Once again, there’s great news supporting a low-carb diet’s role in the fight against diabetes. A group of 26 physicians and nutrition researchers, in a review paper submitted to the journal Nutrition, listed 12 reasons, backed by clinical studies, why a low-carb diet is beneficial for managing Type-2 diabetes.
They include:
• High blood sugar is the most important feature of diabetes control.
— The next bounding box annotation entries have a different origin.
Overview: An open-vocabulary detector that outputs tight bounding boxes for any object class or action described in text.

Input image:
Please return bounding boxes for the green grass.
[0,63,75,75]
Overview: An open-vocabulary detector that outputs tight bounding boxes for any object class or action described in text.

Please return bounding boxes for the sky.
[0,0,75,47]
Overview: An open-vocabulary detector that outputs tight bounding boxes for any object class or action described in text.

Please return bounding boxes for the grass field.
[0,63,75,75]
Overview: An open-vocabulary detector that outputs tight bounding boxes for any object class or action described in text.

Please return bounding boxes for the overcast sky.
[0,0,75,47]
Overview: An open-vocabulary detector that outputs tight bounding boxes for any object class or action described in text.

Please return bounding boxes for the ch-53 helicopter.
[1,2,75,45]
Decreasing carbohydrate intake has the greatest effect on blood sugar levels.
• Increase in calorie intake and obesity has been driven by increases in carbohydrate intake.
• Carbohydrate restriction provides benefits regardless of weight loss.
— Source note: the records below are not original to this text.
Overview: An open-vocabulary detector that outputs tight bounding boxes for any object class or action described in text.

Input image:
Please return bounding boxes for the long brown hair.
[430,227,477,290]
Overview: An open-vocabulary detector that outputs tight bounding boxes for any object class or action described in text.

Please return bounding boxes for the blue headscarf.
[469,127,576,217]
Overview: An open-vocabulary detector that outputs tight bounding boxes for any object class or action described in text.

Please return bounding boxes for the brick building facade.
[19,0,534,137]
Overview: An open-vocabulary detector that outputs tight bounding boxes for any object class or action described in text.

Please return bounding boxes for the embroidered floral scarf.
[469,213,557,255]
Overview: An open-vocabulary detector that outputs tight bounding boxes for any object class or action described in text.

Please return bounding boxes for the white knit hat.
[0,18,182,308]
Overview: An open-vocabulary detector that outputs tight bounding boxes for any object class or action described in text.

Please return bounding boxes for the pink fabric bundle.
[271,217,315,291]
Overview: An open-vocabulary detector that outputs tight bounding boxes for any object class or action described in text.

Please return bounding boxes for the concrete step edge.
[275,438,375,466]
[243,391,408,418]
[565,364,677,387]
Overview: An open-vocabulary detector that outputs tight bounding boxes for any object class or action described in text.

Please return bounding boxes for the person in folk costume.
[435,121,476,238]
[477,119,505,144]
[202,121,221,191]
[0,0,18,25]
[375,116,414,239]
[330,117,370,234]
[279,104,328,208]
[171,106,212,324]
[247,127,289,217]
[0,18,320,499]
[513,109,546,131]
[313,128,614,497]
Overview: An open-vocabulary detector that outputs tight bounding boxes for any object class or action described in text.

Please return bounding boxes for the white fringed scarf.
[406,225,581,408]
• Carb restriction is the most reliable dietary intervention for weight loss.
• Adherence to low-carb diets in Type-2 diabetes is as strong as other dietary interventions, and is often significantly stronger.
• Generally, replacing carbs with protein is beneficial.
• Increased total fat and saturated fat intake are not associated with increased heart disease risk.
• Carbohydrates—not dietary fats—control triglyceride levels.
• HbA1c—also known as glycated hemoglobin, and an indicator of blood sugar levels—is the greatest predictor of microvascular and macrovascular complications in patients with Type-2 diabetes.
• Lowering carb intake is the most effective method for decreasing triglyceride levels and raising levels of “good” HDL cholesterol.
• Patients with diabetes reduce their dependence on, or doses of, medication when following a low-carb diet.
• Intensive blood glucose reduction though carb restriction has negligible side effects compared with the use of medication for the same effect.
Diabetes is a disease involving the inability to process carbohydrates, therefore reducing carbohydrates would seem to be an obvious treatment, leading to the authors’ conclusion that the current recommendations of using a low-fat diet to control or manage diabetes need to be reevaluated—and more and more research shows that low-fat diets are failing to improve obesity, heart disease risk or even general health. Do you see the pattern here? More and more research continues to validate the fact that a low-carb diet is quite effective (and sustainable) when it comes to managing diabetes and a variety of other disease risk factors.